A liability upon contract, express or implied, being excluded from the consideration of the case, then the question arises, what circumstances should be shown in order to fix the landlord with responsibility for the damages in question. The act of providing his building with artificial means for supplying it with water and water-closets, is of itself a lawful act, and does not impose upon the owner any obligation in the nature of a guaranty of the safety to occupants of a lower floor. So that if, in providing such means, the owner makes use of sufficient materials, and does the work, or causes it to be done in a reasonably careful, skillful and workmanlike manner, then he would be liable to the occupant of a lower floor only for an improper or negligent use of such agencies. If however they were not under his management, or that of his servants, but were under the management of a tenant or tenants, and the latter made a negligent use of them, the landlord would not be responsible. The basis of a liability in the absence of contract must, therefore, be laid in some act of malfeasance on the part of the landlord, or negligence in him or his servants, resulting in the injury. Robbins v. Mount, 4 Robertson (N. Y.), 553; 1 Thompson on Neg. 91; Shearm. & Redf. on Neg. §§ 512, 513 and 514.
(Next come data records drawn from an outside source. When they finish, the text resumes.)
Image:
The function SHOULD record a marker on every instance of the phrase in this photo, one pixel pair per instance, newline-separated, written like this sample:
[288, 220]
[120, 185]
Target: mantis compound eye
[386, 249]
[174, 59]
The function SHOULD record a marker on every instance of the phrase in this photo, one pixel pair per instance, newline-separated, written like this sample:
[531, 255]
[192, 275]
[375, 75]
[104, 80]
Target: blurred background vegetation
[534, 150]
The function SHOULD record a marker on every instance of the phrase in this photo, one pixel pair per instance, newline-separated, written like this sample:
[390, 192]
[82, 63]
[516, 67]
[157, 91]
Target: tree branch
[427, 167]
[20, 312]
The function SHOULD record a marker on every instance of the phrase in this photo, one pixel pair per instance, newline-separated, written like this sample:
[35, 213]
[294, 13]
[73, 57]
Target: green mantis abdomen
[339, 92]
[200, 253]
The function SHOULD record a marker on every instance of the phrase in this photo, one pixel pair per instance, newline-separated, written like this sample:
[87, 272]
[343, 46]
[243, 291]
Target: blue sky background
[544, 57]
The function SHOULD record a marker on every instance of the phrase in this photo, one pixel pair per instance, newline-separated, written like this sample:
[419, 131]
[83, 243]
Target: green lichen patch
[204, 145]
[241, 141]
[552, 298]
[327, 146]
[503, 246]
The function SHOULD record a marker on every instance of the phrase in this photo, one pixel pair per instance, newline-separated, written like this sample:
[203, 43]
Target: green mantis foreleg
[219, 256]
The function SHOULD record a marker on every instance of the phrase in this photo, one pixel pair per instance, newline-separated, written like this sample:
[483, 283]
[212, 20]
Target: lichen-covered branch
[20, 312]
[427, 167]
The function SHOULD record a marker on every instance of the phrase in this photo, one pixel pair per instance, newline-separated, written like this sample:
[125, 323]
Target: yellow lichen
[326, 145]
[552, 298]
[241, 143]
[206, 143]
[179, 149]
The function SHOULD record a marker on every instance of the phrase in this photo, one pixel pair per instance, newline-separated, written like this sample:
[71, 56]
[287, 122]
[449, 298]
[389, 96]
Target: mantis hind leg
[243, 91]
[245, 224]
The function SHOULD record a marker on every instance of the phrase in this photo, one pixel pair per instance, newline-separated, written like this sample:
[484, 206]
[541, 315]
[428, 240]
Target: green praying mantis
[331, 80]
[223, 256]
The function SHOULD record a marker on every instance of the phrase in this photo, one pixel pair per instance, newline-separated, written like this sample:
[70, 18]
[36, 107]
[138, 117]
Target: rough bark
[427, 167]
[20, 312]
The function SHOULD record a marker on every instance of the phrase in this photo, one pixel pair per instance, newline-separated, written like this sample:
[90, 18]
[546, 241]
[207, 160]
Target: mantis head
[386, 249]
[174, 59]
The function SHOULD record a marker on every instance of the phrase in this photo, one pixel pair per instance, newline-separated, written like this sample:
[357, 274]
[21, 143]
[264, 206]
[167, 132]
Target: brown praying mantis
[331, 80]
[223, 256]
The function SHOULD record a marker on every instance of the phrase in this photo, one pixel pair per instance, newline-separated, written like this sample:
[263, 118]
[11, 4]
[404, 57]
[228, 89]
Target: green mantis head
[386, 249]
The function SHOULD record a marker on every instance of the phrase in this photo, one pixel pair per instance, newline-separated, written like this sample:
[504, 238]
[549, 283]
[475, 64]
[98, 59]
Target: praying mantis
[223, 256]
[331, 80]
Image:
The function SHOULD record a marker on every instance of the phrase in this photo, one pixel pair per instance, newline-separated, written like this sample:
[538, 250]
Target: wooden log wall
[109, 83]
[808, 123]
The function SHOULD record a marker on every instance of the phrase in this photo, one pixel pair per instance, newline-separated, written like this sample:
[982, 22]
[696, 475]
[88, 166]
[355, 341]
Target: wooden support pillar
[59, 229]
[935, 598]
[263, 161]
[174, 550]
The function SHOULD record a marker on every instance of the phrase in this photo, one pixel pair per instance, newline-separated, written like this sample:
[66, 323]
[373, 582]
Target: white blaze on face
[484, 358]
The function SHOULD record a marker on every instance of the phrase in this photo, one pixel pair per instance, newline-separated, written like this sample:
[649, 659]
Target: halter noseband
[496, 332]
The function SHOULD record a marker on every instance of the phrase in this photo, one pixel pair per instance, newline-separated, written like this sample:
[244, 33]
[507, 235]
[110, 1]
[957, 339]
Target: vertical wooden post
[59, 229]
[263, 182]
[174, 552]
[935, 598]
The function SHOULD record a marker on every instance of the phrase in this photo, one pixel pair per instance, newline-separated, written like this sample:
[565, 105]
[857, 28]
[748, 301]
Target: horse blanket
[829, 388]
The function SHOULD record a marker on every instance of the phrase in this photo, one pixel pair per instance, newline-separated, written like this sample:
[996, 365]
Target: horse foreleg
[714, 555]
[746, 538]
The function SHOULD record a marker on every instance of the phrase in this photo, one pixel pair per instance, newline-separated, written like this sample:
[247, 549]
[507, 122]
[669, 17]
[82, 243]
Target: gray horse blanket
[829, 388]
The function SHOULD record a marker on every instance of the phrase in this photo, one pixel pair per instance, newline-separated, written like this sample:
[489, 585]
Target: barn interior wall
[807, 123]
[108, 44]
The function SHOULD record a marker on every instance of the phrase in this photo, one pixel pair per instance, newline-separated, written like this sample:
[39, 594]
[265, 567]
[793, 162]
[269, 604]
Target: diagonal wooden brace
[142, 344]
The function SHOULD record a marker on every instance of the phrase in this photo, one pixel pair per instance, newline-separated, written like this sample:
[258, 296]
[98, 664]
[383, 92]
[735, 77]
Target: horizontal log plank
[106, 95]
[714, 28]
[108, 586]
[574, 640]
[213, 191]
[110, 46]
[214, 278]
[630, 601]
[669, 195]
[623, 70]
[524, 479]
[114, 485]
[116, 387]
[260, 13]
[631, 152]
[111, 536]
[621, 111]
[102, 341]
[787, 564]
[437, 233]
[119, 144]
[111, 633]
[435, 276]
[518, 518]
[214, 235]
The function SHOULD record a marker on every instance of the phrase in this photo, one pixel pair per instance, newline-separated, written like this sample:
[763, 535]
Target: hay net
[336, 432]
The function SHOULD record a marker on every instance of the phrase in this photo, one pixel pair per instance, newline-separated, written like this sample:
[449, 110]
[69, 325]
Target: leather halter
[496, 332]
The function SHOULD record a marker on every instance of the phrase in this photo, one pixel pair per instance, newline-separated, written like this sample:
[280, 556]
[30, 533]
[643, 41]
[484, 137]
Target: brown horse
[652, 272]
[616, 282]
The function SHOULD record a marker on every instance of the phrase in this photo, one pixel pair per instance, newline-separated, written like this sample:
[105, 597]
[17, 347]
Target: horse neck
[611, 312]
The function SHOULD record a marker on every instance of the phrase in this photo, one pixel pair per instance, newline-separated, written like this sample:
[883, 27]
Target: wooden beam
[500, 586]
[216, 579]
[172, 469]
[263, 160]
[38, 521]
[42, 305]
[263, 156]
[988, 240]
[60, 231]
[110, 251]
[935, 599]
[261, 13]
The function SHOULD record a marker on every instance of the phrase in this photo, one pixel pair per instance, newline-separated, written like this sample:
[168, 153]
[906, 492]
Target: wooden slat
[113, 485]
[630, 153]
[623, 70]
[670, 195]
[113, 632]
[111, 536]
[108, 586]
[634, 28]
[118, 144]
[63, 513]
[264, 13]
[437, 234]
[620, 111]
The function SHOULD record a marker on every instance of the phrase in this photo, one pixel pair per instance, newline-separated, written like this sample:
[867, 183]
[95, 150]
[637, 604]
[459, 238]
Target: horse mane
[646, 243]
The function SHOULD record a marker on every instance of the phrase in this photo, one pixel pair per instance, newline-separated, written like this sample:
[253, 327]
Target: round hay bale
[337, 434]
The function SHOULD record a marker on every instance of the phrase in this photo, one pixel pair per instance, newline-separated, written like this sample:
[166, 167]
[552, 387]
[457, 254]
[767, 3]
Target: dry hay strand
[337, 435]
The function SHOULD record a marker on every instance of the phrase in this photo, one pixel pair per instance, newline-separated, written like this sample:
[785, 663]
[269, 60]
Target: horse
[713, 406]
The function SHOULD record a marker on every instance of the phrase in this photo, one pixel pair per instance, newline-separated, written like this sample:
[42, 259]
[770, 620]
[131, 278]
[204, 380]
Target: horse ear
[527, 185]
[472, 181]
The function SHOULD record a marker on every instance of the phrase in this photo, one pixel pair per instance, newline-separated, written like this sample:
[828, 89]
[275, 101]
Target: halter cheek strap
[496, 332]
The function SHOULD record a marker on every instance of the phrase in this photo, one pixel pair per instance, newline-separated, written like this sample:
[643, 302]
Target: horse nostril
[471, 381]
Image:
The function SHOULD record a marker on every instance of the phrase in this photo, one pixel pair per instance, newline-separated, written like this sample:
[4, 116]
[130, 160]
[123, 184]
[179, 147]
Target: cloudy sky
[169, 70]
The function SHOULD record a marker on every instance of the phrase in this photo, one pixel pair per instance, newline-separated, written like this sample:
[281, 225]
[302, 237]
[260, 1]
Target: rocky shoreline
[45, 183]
In Warren v. Kauffman, 2 Phila. 259, the Supreme Court of Pennsylvania held that if a man has a hydrant on hik prerriises, and the water runs from it and through his floor into a story beneath him and injures the occupant, there ipso facto negligence is prima, facie made out, and he is responsible for the injury, unless he can show that it happened in some other way. ■

The facts of that case are not reported; but we are bound to assume from those grouped together in the brief judgment of the court, that the hydrant in question there was at the time *383under the management of the defendant or his servants. A tenant of the owner could not from that relation alone, be regarded as the servant of the owner. The doctrine, as applied by the court there, is based upon reasoning like this : Where the thing is shown to be under the management of the defendant or his servants, and the accident is such as in the ordinary course of things does not happen, if those who have the management use proper care, it affords reasonable evidence, in the absence of explanation by the defendant, that the accident arose from want of care. For authorities as to the application of the rule, Sec. 2, Thomp. on Neg. 1227, et seq. If that rule can be properly applicable to this case, under any circumstances, it clearly cannot be, without evidence that the water-closet in question was under the management of the plaintiff below, the landlord or of his servants. There was evidence that the landlord made certain repairs in a wash-room in the upper story; but the defendant gave evidence tending to show that the upper story or stories were occupied by tenants of the jffaintiff. There was no evidence tending to show where the particular water-closet from which defendant claimed the filthy water came which injured him was located, or tending to show any defects in the construction or use of the same, beyond the mere fact that such water ran down into defendant’s rooms. So we are forced to the conclusion that the verdict is unsupported by the testimony.

The court below permitted the defendant to prove, by way of enhancing his damages, that Bergheim, who had sub-let of defendant one of the demised stores, was also injured by such water coming down on his goods; that he made a claim against defendants for damages, which the latter compromised, allowing Bergheim fifty dollars. There was no evidence to show how defendant was liable to Bergheim for such damage, and the evidence was therefore incompetent.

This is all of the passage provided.